Hitler domina a ciência
        Em 6 de maio de 1933, um dos mais importantes cientistas da Alemanha bateu à porta do escritório de Hitler, em Berlim. Foi bem recebido pelo führer, que ouviu com atenção sua tentativa de abrandar a perseguição a pesquisadores judeus: "Há diversos tipos de judeus, alguns valiosos e outros inúteis para a humanidade", argumentou o pesquisador.   
        Hitler respondeu: "Se a ciência não pode passar sem judeus, teremos de nos haver sem a ciência!" E começou a berrar, falando cada vez mais rápido e tremendo de raiva. Com isso, o visitante se calou e despediu-se, desapontado. 
        Naquele dia, Max Planck, pai da física quântica e presidente do Kaiser Wilhelm Institute (hoje Instituto Max Planck), não conseguiu o que queria: evitar a demissão do amigo judeu Fritz Haber, aquele mesmo que comandara a primeira tropa de gás da história. Planck foi um dos cientistas que optaram por continuar na Alemanha nazista, mesmo não concordando com os ideais do novo regime. 
        O físico Max von Laue, que costumava sair de casa com um embrulho debaixo de cada braço para não ter de fazer a saudação nazista, tomou a mesma decisão. Planck e Laue encorajavam colegas a não deixar o país, dizendo que deveriam esperar por dias melhores.
        Nem todos no mundo da ciência, porém, compartilhavam da mesma opinião. "A conduta dos intelectuais alemães como grupo não foi melhor que a de uma ralé", afirmou Albert Einstein a respeito da reação de seus pares ao nazismo. Einstein, que era judeu, foi criticado por Laue quando decidiu abandonar a Alemanha rumo aos EUA, em 10 de março de 1933 - um mês antes de uma lei expulsar todos os descendentes de judeus do funcionalismo público, fazendo cerca de 1000 cientistas de elite perderem o emprego.  

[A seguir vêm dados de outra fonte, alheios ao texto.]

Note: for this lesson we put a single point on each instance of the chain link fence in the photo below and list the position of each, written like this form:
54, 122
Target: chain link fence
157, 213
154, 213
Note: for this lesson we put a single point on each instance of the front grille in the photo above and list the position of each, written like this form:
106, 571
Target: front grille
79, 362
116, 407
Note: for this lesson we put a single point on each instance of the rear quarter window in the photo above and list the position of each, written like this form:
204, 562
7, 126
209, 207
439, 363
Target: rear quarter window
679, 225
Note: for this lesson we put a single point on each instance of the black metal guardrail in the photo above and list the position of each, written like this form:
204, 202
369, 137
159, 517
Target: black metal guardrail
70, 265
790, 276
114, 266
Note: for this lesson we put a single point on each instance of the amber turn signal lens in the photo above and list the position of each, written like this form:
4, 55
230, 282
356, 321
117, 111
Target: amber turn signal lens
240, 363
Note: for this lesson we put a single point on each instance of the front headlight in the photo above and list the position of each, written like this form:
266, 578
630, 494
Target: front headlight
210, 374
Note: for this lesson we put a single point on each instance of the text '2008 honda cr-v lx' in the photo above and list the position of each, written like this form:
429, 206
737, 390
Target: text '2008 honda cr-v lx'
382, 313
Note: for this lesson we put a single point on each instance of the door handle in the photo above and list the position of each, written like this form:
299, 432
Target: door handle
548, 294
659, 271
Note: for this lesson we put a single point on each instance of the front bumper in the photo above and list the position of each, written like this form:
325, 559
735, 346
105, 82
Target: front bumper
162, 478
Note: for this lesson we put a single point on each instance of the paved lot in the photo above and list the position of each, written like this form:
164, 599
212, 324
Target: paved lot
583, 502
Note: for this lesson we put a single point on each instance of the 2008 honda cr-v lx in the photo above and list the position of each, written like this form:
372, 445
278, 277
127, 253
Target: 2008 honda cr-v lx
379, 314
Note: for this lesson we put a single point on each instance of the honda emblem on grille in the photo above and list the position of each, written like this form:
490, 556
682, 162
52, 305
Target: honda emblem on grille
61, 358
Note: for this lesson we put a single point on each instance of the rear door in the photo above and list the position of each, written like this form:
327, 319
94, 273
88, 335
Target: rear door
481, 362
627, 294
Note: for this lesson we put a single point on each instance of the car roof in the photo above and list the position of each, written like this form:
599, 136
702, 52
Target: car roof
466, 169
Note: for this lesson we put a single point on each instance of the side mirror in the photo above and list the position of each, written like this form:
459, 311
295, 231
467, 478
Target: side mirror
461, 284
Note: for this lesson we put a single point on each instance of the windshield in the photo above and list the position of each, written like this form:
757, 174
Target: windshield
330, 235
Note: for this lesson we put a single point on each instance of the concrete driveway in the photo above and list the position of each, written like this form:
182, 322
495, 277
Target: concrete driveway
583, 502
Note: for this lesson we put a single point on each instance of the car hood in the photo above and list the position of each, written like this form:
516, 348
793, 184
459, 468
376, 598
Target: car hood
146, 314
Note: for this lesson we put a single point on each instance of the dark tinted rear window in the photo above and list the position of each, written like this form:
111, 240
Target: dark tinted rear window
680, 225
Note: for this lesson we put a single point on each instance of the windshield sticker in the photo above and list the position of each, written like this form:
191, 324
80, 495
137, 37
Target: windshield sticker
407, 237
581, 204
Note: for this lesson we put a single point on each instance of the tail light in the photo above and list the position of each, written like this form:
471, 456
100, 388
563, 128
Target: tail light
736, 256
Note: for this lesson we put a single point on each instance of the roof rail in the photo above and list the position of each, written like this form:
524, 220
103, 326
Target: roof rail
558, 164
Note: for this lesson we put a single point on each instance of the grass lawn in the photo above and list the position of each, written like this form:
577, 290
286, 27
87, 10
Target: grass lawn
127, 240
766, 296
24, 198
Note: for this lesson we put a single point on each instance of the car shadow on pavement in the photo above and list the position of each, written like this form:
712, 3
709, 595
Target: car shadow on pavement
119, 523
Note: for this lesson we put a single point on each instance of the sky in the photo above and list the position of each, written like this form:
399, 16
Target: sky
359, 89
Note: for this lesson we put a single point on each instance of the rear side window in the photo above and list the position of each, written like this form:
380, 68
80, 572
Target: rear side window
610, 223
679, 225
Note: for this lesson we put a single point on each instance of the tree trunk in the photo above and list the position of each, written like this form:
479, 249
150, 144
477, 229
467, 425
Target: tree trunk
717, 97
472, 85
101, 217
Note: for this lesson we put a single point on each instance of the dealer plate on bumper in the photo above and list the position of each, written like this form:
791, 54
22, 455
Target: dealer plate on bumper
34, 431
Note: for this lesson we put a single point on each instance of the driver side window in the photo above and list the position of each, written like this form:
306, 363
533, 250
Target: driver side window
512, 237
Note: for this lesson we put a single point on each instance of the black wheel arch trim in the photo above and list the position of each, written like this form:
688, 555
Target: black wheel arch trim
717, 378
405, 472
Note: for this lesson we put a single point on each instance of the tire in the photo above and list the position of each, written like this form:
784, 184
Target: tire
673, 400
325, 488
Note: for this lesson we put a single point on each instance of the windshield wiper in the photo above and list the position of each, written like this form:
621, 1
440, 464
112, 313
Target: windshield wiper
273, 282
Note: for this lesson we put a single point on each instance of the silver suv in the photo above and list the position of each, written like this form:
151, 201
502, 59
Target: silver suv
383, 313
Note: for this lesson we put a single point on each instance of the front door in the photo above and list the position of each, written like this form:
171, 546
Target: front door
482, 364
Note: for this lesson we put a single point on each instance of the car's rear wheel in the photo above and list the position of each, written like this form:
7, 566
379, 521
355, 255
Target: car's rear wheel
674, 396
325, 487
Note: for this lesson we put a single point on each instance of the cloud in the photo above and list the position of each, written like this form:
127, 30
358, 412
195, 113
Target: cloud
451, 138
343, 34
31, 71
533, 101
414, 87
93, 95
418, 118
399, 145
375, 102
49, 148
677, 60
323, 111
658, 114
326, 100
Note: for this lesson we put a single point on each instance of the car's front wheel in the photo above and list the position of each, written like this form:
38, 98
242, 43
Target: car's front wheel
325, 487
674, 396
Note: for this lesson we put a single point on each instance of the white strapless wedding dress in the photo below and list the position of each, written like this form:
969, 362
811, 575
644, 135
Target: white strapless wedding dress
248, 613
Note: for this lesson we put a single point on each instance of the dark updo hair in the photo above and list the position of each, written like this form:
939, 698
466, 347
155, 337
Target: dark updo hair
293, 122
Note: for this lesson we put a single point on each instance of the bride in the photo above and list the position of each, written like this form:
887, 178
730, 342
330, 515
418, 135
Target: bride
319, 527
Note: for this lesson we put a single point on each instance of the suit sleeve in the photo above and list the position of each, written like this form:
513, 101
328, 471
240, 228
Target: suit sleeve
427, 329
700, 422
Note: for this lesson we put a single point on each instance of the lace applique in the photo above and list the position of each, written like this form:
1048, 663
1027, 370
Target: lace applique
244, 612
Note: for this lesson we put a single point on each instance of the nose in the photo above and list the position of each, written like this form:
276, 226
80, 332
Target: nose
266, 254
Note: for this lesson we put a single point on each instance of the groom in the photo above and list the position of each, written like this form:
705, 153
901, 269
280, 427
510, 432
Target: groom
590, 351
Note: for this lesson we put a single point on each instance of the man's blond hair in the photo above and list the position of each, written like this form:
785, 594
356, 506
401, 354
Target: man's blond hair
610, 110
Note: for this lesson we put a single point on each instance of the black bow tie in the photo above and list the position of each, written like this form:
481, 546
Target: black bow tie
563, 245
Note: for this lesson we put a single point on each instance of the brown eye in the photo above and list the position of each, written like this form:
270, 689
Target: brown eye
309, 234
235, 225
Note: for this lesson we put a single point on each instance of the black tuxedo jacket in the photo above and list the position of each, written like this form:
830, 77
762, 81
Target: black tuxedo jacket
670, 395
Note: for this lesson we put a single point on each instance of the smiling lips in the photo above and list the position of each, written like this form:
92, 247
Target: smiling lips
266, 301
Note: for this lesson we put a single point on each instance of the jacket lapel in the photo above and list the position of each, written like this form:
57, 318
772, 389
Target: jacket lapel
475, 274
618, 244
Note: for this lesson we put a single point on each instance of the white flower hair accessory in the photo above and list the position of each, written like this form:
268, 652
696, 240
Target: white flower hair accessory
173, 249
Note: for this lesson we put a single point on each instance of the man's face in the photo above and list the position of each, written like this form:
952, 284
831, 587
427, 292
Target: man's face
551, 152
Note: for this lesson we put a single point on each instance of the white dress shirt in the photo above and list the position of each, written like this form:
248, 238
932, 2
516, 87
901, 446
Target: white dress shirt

       Passariam-se mais 30 dias até que universitários alemães saíssem às ruas para aplaudir as chamas que consumiram mais de 10 mil livros em praças públicas por toda a Alemanha. Se Einstein ainda estivesse no país, seria apenas um desempregado observando suas obras sobre a Teoria da Relatividade desaparecerem nas fogueiras do Reich. Mais um pouco de tempo e talvez o próprio Einstein cumprisse a profecia do poeta alemão Heinrich Heine: "Onde se queimam livros, acaba-se queimando pessoas".
       Se alguns cientistas foram culpados por silenciar, outros não hesitaram em aderir ao ideário racista. Um ramo em especial aceitou com bons olhos a limpeza dos "parasitas" judeus: a medicina. Em 1933, 44,8% dos médicos alemães eram filiados ao partido nazista.  
       Era a maior proporção de representação entre todas as profissões. Os advogados, que vinham em segundo lugar, não passavam de 25%. Além de profundamente anti-semita, a classe médica alemã era, em geral, favorável às políticas da higiene racial. Quando a lei de esterilização compulsória de doentes físicos e mentais foi lançada, em 1934, os médicos a implementaram imediatamente. Tampouco se opuseram quando a prática foi estendida à população não ariana. Com isso, mais de 350 mil pessoas foram esterilizadas à força no período de 1934 a 1945. Era a ciência ajudando a concretizar a nova sociedade sonhada por Hitler.
       Mas nem todos tiveram estômago para embarcar no projeto do führer. Max Planck, por exemplo, não suportou o clima no país e deixou seu emprego em 1937. Já não estava na Alemanha quando seu filho Erwin foi executado por envolver-se num plano para matar Hitler. 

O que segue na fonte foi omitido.